Bernie Sanders went to undergrad at the University of Chicago, and has taken a keen interest in pushing for the unionization of students at multiple campuses across the nation. In his latest move, the Senator wrote an open letter to the would-be union, “Graduate Students United,” praising the long history of unions as supporters of progressive, and (often-times) overtly socialist causes.
Senator Sanders wrote, “it is not my intention to tell you how to vote” in the upcoming referendum on creating a union. However, he warned that all opponents of unionization wish to impose, “all the decisions unilaterally.”
He wrote, “What forming a union means is that you and your co-workers will have the opportunity to sit down as legal equals with management to negotiate a legally binding contract covering all aspects of your wages, benefits, and working conditions.”

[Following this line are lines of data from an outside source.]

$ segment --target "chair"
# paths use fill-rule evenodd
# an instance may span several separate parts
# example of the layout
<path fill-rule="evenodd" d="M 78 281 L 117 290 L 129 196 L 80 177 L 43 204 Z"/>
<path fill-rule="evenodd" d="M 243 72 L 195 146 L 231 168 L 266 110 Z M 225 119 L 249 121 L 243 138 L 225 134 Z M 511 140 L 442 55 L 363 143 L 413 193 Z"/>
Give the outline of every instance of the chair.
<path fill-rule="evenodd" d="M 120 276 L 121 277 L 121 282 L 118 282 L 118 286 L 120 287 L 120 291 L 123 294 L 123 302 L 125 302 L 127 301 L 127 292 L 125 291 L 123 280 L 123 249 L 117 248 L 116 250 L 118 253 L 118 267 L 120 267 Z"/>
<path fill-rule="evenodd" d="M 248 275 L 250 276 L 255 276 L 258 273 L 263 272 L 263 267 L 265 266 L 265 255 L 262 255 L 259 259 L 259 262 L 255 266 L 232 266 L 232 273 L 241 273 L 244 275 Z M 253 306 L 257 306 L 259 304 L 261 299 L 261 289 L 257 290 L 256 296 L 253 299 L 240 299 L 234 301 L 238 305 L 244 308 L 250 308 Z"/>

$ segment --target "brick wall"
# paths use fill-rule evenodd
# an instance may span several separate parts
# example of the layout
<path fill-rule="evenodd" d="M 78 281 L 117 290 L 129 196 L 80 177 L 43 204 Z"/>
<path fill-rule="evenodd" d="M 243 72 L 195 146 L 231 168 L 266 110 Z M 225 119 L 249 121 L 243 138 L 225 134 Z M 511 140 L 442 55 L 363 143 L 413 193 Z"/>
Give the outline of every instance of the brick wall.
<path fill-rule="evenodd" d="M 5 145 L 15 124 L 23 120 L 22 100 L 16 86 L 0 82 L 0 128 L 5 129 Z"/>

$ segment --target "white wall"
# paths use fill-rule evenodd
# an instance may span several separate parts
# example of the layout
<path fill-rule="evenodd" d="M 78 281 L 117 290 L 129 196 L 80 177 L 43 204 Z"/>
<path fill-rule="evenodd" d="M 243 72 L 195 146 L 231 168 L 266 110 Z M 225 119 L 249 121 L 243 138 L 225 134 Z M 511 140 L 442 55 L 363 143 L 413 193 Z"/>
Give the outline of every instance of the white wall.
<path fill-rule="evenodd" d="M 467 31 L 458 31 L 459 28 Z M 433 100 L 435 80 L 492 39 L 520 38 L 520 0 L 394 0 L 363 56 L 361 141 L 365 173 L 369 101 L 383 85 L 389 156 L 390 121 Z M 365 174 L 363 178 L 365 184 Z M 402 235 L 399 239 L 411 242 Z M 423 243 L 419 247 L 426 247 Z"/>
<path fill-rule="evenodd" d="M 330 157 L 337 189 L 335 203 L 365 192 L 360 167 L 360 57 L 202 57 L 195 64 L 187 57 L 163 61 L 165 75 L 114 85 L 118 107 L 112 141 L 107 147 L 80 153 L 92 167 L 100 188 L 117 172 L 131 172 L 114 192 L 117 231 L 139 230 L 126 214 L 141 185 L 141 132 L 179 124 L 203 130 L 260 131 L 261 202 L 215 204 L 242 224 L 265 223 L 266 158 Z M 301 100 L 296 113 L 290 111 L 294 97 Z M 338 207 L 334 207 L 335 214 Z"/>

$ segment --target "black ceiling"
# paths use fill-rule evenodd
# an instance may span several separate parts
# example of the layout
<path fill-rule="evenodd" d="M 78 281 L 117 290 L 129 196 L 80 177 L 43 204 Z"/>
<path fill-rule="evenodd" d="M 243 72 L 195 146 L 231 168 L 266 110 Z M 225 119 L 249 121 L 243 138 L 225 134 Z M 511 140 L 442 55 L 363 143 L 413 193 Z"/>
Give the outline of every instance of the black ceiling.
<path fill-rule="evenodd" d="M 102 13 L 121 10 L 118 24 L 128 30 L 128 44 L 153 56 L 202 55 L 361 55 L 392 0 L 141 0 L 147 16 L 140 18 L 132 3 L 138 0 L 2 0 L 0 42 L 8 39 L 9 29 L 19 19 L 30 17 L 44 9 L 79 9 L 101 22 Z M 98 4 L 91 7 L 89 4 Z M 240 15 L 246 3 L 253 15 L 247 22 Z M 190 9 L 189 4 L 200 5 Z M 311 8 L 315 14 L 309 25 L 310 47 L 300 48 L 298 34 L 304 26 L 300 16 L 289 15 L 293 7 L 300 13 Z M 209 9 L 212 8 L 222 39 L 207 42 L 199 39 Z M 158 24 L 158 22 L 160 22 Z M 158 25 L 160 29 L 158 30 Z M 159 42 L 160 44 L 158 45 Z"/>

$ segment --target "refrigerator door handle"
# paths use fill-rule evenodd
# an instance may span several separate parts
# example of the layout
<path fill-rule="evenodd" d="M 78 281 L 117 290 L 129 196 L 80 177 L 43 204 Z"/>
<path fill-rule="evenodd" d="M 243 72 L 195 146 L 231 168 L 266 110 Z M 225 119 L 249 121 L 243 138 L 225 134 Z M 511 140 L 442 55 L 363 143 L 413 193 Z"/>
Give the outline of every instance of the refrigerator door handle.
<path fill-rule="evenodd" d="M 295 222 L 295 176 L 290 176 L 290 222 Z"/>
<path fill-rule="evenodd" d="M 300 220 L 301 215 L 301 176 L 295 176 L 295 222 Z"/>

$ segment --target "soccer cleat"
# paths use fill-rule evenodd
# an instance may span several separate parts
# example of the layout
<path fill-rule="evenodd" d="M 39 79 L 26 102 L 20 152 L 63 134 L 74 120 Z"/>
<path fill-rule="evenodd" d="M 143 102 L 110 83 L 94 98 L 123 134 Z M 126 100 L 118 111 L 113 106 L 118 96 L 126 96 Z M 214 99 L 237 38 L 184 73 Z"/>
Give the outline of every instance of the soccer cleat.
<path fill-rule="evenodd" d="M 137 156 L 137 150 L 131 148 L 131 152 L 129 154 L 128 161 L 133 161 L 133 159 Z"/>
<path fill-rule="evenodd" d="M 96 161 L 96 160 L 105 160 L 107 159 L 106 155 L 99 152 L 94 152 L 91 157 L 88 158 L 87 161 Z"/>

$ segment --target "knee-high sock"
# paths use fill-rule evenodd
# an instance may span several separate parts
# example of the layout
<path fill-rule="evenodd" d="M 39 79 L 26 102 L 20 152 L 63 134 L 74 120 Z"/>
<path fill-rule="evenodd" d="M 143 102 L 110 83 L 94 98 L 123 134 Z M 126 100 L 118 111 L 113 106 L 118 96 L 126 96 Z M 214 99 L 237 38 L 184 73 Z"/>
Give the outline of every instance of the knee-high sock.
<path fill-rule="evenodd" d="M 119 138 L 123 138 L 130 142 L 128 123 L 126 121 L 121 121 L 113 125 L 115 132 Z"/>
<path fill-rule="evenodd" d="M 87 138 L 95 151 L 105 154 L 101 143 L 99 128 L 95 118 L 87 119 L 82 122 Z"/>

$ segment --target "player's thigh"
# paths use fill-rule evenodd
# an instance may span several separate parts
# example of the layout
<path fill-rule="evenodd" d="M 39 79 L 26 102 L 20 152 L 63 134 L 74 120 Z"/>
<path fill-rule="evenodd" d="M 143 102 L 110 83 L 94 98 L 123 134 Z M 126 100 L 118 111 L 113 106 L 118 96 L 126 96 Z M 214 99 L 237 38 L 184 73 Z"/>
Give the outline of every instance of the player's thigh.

The Vermont senator and a former Democratic presidential candidate wrote in his letter that, “Nationally, the unionized workers make wages that are on average 27% more than non-union workers, with significantly better benefits and working conditions.” And added that, “I respect the critical work you do every day, and wish you the very best in your efforts to create a democratic workplace where your voice can really be heard.”
The organization “Graduate Students Union” has been pushing – some would say harassing – students, faculty and staff since 2007, in their bid to seize complete control of the bargaining and contract making of all the grad students at the sprawling Chicago University campus. The group claims about 2,500 individuals on campus as supporters, including teacher’s assistants (TAs) and lecturers. This would be the first ever union of its type, if it is formed.
There have been attempts at unionization at other colleges, like Northwestern, Princeton, Cornell, and Brown. However, administrators at the University of Chicago – and elsewhere – are warning that the 3-rd party interference that Unionization necessarily entails could in fact destroy the student’s and school’s academic autonomy. They also warn that unionization will harm student’s academic relationships with their faculty mentors and teachers.
Those worries about free speech – a concept unions (both private sector, and public sector) despise with a fiery passion – are also concerned that the influence that the union would wield over admissions and scholarship programs would destroy or completely politicize academic freedom. Students opposed to the union are concerned that they will not be able to afford the exorbitant union dues, and will face retaliation and backlash because of it.
Universities which have faced attempts at unionization have also worried that these unionized TAs would be forced to participate in any strikes that may occur, leaving the undergraduate classrooms suddenly abandoned disrupting the education process. In essence, unionization means surrendering the entire college experience to Bernie Sanders.